Entre las obras más célebres conservadas en la ciudad destaca el Cenacolo Vinciano de Leonardo da Vinci, custodiado en el refectorio de Santa Maria delle Grazie, una de las pinturas más icónicas de la historia del arte. La ciudad alberga además obras maestras como la Pietà Rondanini en el Castello Sforzesco y relevantes colecciones en la Pinacoteca di Brera, que reúne piezas fundamentales de la pintura italiana.
Junto a los museos, Milán destaca por un patrimonio artístico extendido por el espacio urbano. El Duomo, con su arquitectura gótica y sus terrazas panorámicas, es el símbolo de la ciudad, mientras que la Galleria Vittorio Emanuele II representa uno de los lugares más emblemáticos de la elegancia milanesa. El Teatro alla Scala, entre los más famosos del mundo, evidencia la centralidad de la ciudad en la música y la ópera.

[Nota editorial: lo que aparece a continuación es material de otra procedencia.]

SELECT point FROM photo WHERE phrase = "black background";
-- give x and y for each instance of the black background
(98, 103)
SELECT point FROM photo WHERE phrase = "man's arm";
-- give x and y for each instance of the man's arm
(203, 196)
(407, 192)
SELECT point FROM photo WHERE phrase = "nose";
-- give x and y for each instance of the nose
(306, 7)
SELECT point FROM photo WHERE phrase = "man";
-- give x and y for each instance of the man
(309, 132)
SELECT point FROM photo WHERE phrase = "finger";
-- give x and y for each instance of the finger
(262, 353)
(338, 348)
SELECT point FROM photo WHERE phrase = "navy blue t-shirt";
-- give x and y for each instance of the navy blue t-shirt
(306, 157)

El arte contemporáneo y el diseño encuentran espacio en barrios en constante evolución como Porta Nuova, con sus rascacielos y el Bosco Verticale, y CityLife, ejemplo de arquitectura contemporánea firmada por grandes arquitectos internacionales. Milán es también una ciudad de espacios ocultos: patios interiores, jardines secretos y talleres artesanales que muestran un lado más íntimo y auténtico.
Entre las experiencias al aire libre, la ciudad propone itinerarios que atraviesan esculturas, arquitecturas e instalaciones contemporáneas, transformando el espacio urbano en un museo abierto. Los Navigli y los barrios históricos ofrecen atmósferas únicas, entre agua, historia y vida cotidiana.